My last boss was a guy named Gator who has never lived south of the state line.
I’ve lived, and my family has lived, in SE Lower MI for over 150 years. I’ve been told that I have a Cleveland accent. What’s really odd about this: that’s the area from which my family moved those 150, or so, years ago.
My DH says I speak, “Monroe-vian.”
Spartan fan, eh?
Nah, I don’t have a preference there. I’m Baseball and NASCAR.
“Not one kid from the Tennessee team had a Tennessee accent, or any kind of Southern sounding accent.”

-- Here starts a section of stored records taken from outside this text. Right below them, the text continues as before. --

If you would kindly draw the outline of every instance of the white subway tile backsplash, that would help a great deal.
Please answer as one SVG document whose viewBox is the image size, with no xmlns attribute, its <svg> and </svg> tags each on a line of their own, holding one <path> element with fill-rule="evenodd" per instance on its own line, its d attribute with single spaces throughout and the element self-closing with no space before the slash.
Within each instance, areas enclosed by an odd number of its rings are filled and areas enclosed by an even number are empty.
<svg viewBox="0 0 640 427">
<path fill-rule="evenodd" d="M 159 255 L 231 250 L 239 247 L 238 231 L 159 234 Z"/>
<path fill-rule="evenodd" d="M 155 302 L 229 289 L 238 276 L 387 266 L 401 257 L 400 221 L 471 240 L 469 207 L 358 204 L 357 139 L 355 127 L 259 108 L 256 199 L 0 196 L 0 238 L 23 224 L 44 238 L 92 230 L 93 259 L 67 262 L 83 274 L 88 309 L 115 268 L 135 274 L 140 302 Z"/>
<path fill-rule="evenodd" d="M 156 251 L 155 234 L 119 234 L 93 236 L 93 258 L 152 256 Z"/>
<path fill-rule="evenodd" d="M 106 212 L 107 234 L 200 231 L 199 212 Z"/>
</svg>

The South has been invaded by cocka-roaches from around the planet, they love moving to Nashville and ‘discovering’ it. I thank God for the wise and compassionate New Yorkers who lifted us up from Cracker barbarity. I even read an article about this Yankee lady ‘discovering’ Primm Springs in Hickman Cty. (where my people have been living since the late 1700’s) and I never knew the rustic charm before that moment.
It’s a changing world ain’t it.
Everyone has regional dialects.
“squeet” Let’s go eat.
“wudja” as in “wudjado”: What did you do.
“woodja” as in “woodjago”: Would you go.
“howzat”: How’s that.
There’s a bit of southern influence, especially if you get south of I-70:
You get the idea.
That's due to so many southerners moving to the lower counties-SE mostly-to work. Many that live in the City of Monroe sound like they just moved from Appalachia and they don't call it Ypsitucky for nothing.
In North Dakota, people keep their money in a beenk, and send their kids to skoo-wull.
Here in Dallas you sure don’t hear the Texas accent a lot.